Wir sind zusammen ausgegangen. Sie war halb glücklich über ihre Aufmachung wie ein Kind, halb verwirrt, wie jemand, der sich nackt fühlt. Sie bemühte sich mit der freien Hand eine kleine Jacke zu schließen, die sie darüber trug, damit man nicht zu viel sehen sollte, ohne sie jedoch ganz zu schließen. Als wir auf der Straße gingen, rief sie nach einer ihrer Freundinnen, die im Erdgeschoß am Fenster saß und bat sie um eine Nadel, wobei sie leise zu mir sagte: »Peinlich, seine Haut auf der Straße zu zeigen …«
Wir tranken im Salon eine Tasse Kaffee, währenddessen die Nadel, ich weiß nicht wie, aufging. Sie trug ein weißes Mieder mit blauen Verzierungen. Ein Leibchen aus Batist unter dem das Rosige des Fleisches sichtbar wurde, verbarg noch das Bißchen an sichtbarem hellen Fleisch. Eine Kette aus vergoldetem Filigran, die in der Halsgrube hing, lief zwei oder drei Mal darüber hin. Zwischen ihre beiden Brüste hatte sie eine hellrosafarbene, purpurrot geäderte Nelke gesteckt, die das blühende Leben ihres Fleisches hervorhob und die Nelke wie eine künstliche Blume erscheinen ließ.
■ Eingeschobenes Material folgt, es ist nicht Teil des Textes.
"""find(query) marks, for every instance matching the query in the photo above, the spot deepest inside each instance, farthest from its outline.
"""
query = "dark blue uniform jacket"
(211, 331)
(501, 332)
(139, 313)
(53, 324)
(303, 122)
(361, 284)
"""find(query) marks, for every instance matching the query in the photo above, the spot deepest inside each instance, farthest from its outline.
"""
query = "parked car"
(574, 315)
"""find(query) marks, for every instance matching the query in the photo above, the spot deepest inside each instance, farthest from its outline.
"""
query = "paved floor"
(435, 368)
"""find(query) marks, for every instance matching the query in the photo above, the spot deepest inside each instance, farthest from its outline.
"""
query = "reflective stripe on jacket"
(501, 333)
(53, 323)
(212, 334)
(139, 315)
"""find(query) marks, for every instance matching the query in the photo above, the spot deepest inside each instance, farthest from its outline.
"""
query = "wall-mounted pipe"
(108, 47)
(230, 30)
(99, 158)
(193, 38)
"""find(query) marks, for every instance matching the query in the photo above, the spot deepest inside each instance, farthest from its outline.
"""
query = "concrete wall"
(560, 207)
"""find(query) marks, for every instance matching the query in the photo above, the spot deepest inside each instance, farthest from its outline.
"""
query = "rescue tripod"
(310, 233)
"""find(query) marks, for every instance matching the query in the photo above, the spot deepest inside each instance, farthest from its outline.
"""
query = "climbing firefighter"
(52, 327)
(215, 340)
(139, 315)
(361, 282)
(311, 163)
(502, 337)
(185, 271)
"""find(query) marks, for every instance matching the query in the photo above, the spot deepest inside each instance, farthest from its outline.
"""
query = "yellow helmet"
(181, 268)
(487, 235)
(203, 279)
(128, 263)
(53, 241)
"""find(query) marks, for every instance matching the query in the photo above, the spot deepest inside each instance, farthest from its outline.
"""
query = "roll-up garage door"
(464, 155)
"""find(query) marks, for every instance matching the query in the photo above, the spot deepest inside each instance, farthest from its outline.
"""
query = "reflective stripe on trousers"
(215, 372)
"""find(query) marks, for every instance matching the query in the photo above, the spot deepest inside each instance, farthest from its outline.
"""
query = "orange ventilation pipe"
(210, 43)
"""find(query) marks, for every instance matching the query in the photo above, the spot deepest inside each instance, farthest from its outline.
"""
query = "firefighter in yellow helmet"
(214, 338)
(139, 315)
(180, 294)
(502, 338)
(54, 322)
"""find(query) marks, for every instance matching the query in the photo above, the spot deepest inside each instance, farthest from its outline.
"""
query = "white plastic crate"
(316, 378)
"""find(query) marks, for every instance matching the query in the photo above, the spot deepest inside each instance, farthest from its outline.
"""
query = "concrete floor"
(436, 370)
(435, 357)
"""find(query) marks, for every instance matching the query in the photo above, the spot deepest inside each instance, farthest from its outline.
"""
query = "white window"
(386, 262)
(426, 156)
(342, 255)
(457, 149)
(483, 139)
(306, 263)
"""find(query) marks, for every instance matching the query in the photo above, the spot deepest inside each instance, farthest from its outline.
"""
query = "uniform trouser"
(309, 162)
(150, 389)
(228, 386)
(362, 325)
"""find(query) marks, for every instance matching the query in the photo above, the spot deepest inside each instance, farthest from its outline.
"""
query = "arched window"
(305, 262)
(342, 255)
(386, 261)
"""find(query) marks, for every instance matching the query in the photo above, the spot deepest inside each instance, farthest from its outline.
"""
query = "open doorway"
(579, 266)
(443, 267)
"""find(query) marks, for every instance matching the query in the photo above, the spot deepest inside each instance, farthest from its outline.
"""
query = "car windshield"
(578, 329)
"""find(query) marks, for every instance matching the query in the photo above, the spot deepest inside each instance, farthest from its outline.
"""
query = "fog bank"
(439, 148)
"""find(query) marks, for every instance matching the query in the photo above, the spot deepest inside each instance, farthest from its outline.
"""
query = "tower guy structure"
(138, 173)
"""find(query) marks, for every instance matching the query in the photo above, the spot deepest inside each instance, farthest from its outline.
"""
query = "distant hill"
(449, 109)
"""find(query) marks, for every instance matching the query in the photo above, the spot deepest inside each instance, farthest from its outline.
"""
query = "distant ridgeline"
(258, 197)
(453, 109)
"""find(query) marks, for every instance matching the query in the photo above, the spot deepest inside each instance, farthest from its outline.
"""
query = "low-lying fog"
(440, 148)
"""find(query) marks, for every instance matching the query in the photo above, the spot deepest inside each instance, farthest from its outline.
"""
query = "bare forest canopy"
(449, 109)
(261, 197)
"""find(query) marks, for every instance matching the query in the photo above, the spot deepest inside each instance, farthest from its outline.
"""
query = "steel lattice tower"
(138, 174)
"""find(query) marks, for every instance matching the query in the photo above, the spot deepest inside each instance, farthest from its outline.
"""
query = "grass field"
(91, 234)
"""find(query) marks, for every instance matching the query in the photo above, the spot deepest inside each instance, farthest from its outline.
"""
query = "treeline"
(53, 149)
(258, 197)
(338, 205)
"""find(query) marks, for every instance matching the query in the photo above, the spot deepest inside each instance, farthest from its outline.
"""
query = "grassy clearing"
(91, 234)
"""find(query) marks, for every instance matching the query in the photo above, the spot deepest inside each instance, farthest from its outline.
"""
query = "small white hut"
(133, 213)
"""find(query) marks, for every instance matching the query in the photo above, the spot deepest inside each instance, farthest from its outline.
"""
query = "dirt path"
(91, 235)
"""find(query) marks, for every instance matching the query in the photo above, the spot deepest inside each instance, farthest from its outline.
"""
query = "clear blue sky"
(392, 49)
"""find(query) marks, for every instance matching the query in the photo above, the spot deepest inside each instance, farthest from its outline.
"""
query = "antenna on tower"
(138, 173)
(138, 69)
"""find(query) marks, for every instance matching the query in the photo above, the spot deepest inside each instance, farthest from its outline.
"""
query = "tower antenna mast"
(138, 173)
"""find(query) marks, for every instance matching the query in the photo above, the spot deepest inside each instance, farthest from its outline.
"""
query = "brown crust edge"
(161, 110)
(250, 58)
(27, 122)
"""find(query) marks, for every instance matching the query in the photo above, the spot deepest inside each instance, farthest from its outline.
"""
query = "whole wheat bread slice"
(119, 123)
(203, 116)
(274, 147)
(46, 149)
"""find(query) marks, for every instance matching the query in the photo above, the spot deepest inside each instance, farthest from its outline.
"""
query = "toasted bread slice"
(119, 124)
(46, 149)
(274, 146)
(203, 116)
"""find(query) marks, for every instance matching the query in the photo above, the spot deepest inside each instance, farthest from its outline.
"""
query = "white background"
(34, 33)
Sie roch an der Nelke, indem sie den Kopf senkte und die Grube zwischen den Brüsten vertiefte. Von Zeit zu Zeit hatte sie jenes träge Händeverschränken, das unter dem Rosigen ihrer Finger das matte Weiß ihrer Haut zeigte und verbarg. Einmal zog sie die Nelke aus ihrem Busen, roch lange mit geweiteten Nasenflügeln daran, reichte sie mir dann wie etwas, das sie nicht mehr wollte, und sagte zu mir: »Riechen Sie mal, ich liebe diesen Duft. Zu der Zeit, als ich künstliche Blumen machte, für Kirchen, wissen Sie, habe ich immer eine getrocknete Nelke in meine Nelkenblüten gesteckt.«
Es ist erstaunlich, wie wir, die Männer, obwohl wir nichts von einer Frau verlangen oder ersehnen, doch glücklich sind, daß die Freundschaft dieser Frau irgendwie an Liebe erinnert.*
* Edmond & Jules de Goncourt, Journal. Erinnerungen aus dem literarischen Leben, Leipzig 2013, Bd. 4, S. 95f.
(aus: ¡Hans Koberlin vive!, Kapitel XXII [Der abschließende Besuch der Frau], 12. Juli bis 12. August 2014).